Patients with brain injuries perform poorly on creativity tasks. But, where then lies the "Seat" of creativity in the brain? We do not know. Arne Detrieich in a recent review has discussed the current thoughts on the cognitive neuroscience of creativity, summarizing the vast literature on functions of individual brain areas and observations made on brain-injured patients.  The role of the prefrontal lobe has been much stressed, although it is far from clear whether it can be called the seat of creativity.

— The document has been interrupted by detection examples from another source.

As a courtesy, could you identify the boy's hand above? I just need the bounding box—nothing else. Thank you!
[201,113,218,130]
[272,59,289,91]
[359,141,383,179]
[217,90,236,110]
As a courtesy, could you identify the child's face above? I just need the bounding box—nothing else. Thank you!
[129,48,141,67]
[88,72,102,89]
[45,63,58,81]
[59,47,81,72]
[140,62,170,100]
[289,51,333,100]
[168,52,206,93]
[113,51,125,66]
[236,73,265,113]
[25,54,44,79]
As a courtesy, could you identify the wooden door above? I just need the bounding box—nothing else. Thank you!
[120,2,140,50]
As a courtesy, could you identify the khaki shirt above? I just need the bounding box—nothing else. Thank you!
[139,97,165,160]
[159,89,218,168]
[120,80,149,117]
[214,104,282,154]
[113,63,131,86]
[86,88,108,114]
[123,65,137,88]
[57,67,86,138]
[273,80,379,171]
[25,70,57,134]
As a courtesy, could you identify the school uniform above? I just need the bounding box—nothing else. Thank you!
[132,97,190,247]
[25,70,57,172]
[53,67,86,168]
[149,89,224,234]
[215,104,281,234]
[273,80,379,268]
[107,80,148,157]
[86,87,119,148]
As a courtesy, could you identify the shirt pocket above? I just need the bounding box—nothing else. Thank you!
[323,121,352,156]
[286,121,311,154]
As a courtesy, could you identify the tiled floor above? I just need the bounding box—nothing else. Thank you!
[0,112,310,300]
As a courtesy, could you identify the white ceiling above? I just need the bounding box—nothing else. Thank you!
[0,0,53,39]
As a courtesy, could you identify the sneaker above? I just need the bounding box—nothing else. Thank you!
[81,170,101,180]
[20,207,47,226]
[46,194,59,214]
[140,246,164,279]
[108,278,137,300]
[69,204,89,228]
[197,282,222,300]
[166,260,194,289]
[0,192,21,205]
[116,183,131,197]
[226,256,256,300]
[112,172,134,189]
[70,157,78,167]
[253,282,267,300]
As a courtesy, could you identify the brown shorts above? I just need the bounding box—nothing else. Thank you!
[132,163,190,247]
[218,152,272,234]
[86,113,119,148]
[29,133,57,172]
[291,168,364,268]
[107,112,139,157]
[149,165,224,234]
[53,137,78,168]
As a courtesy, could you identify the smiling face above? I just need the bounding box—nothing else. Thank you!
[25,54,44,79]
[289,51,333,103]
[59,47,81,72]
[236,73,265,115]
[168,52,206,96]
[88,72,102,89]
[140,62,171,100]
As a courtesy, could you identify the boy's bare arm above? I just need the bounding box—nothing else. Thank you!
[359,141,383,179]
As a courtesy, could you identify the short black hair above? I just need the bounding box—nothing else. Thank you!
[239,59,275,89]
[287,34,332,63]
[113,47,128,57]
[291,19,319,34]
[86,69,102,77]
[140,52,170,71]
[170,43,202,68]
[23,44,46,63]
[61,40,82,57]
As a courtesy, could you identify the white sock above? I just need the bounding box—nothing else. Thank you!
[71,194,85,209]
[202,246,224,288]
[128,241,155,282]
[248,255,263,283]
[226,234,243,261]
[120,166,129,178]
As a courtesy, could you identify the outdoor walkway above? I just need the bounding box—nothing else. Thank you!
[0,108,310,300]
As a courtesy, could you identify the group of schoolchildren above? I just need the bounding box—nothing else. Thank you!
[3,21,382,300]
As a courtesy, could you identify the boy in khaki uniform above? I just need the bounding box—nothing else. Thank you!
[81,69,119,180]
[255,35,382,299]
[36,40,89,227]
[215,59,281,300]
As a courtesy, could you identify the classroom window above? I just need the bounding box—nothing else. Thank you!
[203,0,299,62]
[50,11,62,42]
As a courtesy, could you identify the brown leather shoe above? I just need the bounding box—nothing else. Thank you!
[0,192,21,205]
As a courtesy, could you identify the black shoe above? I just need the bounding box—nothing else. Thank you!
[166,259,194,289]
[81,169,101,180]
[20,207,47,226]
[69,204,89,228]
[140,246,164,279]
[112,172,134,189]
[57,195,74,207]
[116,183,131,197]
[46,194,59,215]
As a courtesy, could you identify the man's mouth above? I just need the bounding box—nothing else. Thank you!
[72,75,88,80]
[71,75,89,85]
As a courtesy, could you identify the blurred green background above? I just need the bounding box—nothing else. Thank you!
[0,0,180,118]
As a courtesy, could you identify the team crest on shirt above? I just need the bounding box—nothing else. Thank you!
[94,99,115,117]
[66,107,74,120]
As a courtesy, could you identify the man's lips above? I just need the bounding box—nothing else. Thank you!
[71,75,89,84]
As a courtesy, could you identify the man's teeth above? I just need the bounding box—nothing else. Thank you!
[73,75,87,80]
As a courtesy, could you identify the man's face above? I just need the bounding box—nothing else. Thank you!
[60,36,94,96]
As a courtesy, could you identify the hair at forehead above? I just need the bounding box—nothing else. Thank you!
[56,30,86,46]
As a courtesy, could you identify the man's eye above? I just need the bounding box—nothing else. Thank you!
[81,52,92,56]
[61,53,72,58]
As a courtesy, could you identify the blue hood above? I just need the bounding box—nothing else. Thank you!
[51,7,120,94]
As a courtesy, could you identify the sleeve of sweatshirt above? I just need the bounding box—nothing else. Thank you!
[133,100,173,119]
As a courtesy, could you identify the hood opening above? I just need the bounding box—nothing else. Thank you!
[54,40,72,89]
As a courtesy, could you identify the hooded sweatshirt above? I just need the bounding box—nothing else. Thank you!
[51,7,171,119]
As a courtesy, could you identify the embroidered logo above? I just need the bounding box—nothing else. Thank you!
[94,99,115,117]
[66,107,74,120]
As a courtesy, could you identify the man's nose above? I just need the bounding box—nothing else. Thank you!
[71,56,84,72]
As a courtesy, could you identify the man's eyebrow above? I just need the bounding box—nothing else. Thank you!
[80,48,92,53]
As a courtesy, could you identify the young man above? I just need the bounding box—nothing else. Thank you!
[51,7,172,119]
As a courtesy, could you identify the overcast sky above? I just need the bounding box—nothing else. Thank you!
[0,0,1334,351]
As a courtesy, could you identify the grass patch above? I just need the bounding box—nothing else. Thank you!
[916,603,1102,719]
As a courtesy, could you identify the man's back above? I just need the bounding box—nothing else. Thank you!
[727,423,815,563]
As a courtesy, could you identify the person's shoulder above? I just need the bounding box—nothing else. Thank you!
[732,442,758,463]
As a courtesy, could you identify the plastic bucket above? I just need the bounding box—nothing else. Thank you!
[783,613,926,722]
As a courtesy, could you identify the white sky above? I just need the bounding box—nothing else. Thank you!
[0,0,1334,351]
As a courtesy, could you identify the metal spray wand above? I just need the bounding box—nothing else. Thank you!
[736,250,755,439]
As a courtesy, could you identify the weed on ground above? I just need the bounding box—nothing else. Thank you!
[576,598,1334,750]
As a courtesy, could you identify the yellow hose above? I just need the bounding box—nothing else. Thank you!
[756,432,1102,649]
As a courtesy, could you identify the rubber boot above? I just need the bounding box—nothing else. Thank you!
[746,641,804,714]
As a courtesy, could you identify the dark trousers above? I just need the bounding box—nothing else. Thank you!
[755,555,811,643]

Seat of artistic creativity?
The brain is incredibly elegant but remains very mysterious. There are several areas of the brain that can be associated with the ability to produce art. Because frontal lobes are highly developed in humans compared with nonhuman primates who can not produce art, it might be reasonable to deduce that art arises from these structures. However, it seems more likely that the posterior parietal lobe, in particular on the nondominant side, is central to the ability to produce art. Visual artistic production involves a high degree of visual spatial skill. Following McDonald Critchley's observation that lesions in the nondominant posterior parietal lobe or parieto-occipital region causes significant visual spatial motor skill derangement,  it is reasonable to suggest that this region of the brain is ultimately associated with artistic production. It has been known for over a century that injuries to the right posterior parietal lobe cause loss of artistic ability. This decline in ability had been detailed in a patient who suffered a series of strokes.  Furthermore, visuospatial function has been localized in the nondominant inferior parietal lobe by neuroimaging studies.
On the other hand, some patients with predominantly left brain lesions (frontotemporal dementias, autism) may show unmasking of artistic creativity stored in the right parietal lobe.  This somewhat paradoxical observation can be explained on the basis of the theory of "paradoxical functional facilitation" proposed by Kapur.  This is thought to occur as a compensatory augmentation occurring as a specific manifestation of central nervous system plasticity. The present author had referred to this earlier as Reverse Diaschisis.  In diaschisis, as first described by von Monakow in 1914, reduced function of one brain area leads to reduced function of a remote brain area to which it is anatomically connected. The reverse occurs here. The localization of artistic creativity in the right intraparietal sulcal region has been further suggested by the report by Seeley et al.  of a patient with primary progressive aphasia (due to corticobasal degeneration) who showed unusual transmodal creativity (auditory to visual). The lady had a fairly circumscribed atrophy of her left inferior frontal - anterior temporal cortex, but seemed to have an excess of grey matter in the right intraparietal sulcal region. This lady, on being fascinated by Maurice Ravel's composition of Bolero, painted the "music" beautifully in an art form.
And, this phenomenon of development of de novo creativity is not just limited in the field of visual art but had been observed in fields of music and literature as well.  On the other hand, this hemispheric model is undoubtedly a simplification. Lythgoe et al.  reported on a patient who, in contrast to Frontotemporal Dementia patients, developed a prolific visual artistic output in the context of a preserved language function that also enabled a prolific written poetic output. The subject had bilateral middle cerebral artery aneurysms.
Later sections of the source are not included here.